Mind the Gap: addition of the anion gap to results review

From the 2019 HVPAA National Conference

Dr. Katie Chakrabarti (University of Michigan), Dr. Apu Chakrabarti (University of Michigan), Dr. Alex Miller (University of Michigan), Dr. Mark Ziats (University of Michigan), Ms. Liz Spranger (University of Michigan), Ms. Linda Bashaw (University of Michigan), Dr. Lauren Heidemann (University of Michigan)


The anion gap (AG) is a well-documented calculation based on sodium, chloride, and bicarbonate values to identify, diagnose, and manage acid/base derangements. The generally accepted normal range for AG is 4-12. Unnoticed elevations of the AG may represent missed opportunities to intervene upon pathological acid/base abnormalities and may result in increased adverse events.


Our goal was to reduce the number of patients discharged with elevated anion gap by implementing automated reporting of the AG within the electronic medical record (EMR) in our healthcare system.


Our study population included adult patients discharged from the emergency department (ED) or inpatient setting at our healthcare system between February 1, 2017 and July 31, 2017. The primary outcome was percentage of total discharges with elevated AG. We utilized a higher cutoff for AG of ≥15 to ensure true abnormal values were captured. For current state analysis we examined data from February 1, 2017 through July 31, 2017 which revealed 0.479% of patients are discharged with elevated AG. Root cause analysis revealed that AG elevation may go unnoticed by providers if they do not manually calculate AG. We hypothesized that automated calculation of AG in the “Results Review” tab of the electronic medical record (EMR) would serve as an effective countermeasure to reduce the primary outcome. This intervention was implemented in January of 2018. We then compared the primary outcome pre- and post- intervention for 6 month periods using a chi-squared test for the ED and inpatient setting (Stata, College Station, TX).

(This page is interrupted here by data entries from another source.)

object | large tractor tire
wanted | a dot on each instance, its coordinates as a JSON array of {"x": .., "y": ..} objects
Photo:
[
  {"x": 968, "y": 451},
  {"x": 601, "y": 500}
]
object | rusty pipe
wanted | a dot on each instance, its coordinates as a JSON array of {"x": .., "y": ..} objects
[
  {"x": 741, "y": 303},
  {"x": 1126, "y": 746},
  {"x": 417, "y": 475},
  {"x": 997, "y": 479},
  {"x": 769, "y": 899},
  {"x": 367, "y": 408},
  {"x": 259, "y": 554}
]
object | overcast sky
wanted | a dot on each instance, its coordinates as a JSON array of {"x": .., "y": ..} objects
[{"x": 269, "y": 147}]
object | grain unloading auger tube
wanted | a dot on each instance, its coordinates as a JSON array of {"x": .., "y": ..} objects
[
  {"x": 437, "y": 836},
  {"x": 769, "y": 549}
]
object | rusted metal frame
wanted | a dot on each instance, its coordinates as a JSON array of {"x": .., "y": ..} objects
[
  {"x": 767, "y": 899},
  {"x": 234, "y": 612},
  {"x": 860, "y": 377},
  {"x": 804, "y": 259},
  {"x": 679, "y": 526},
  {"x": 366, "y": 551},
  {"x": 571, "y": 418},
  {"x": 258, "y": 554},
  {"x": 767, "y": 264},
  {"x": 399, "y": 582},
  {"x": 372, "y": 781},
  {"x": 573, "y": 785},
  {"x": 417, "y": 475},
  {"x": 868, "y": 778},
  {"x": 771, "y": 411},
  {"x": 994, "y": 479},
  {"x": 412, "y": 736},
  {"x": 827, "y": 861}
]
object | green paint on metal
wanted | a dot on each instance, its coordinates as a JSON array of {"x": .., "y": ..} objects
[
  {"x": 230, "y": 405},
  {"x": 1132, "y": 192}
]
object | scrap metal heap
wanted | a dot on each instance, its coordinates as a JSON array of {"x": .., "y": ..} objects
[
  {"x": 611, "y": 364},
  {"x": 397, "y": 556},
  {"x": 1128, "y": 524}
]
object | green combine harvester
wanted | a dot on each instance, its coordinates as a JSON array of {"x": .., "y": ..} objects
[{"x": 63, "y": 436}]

There were 88,285 total discharges (32.8% ED) and 92,030 total discharges (32.43% ED) in 2017 and 2018 respectively. From 2017 to 2018 there was a statistically significant decrease in the number of discharges with elevated anion gap (0.479% vs 0.401%, p=0.0121). On further analysis, this decrease was most significant in the discharges from inpatient setting (0.189% vs 0.121%, p=0.0024).


The automatic calculation and report of the AG within the EMR was associated with a decrease in the number of adult patients discharged with an elevated anion gap, particularly from the inpatient setting.

Clinical Implications

The addition of the AG to results review was a simple intervention that helped to avoid potentially unsafe discharges within our hospital system. More work is needed to better characterize the clinical characteristics of patients discharged with elevated AG.